For enscons, Daniel may decide to handle out-of-tree builds by passing
"build_directory" down to the Scons backend as the target "variant
directory", and otherwise not do anything special. Again, an entirely
acceptable way of handling the proposed API specification.
I'm entirely open to the idea that this part of the PEP still needs
clarification - what's there attempts to explain why I'm willing to
accept it as BDFL-Delegate, and why the pip developers are willing to
accept it as sufficient for their needs, but it's also important that
other frontend developers are able to understand how to use it, and
backend developers are able to understand the anticipated expectations
around how they implement it.
> C) We thought we were adding this to satisfy people who want incremental
> builds, but it now looks like we were conflating two different things,
> and this is not actually a good answer for those use cases.
It does give folks a backend independent way to request incremental
builds, but the main use case in practice is as the baseline essential
build step of going from an unpacked sdist directory to a wheel file.

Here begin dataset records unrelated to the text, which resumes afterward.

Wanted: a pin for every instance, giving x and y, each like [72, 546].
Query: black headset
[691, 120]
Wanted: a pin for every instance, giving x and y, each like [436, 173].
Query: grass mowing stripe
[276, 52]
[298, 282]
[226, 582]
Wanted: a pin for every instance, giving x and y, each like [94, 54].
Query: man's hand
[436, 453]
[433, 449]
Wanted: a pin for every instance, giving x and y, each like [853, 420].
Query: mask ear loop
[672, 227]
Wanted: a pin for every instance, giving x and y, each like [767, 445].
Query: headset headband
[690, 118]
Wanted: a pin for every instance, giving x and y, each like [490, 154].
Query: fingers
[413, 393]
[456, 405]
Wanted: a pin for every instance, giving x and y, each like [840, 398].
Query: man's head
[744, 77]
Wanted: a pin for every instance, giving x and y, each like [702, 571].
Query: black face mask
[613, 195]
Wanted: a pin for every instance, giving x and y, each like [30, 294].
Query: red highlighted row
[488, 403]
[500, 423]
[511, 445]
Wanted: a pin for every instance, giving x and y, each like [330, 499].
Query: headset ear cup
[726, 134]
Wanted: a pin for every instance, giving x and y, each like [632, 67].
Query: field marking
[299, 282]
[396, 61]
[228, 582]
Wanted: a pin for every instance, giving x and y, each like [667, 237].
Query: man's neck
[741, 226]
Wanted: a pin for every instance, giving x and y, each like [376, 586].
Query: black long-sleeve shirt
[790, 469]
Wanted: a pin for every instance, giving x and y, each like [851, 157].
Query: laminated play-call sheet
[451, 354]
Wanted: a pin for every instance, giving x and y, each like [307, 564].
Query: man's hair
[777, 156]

> D) The frontend can specify build_directory=source_dir/build to build in
> a subdirectory of the source tree.
While this is true, I don't think it needs to be called out explicitly
in the PEP.
> E) When we do work out the need and the semantics for in place builds,
> we can write another PEP adding an optional hook for that.
The minimal specification for in-place builds is "Whatever you would
do to build a wheel file from an unpacked sdist". The unspecified part
is how that behaviour may change in the case where the source
directory *isn't* an unpacked sdist and hence may contain other files.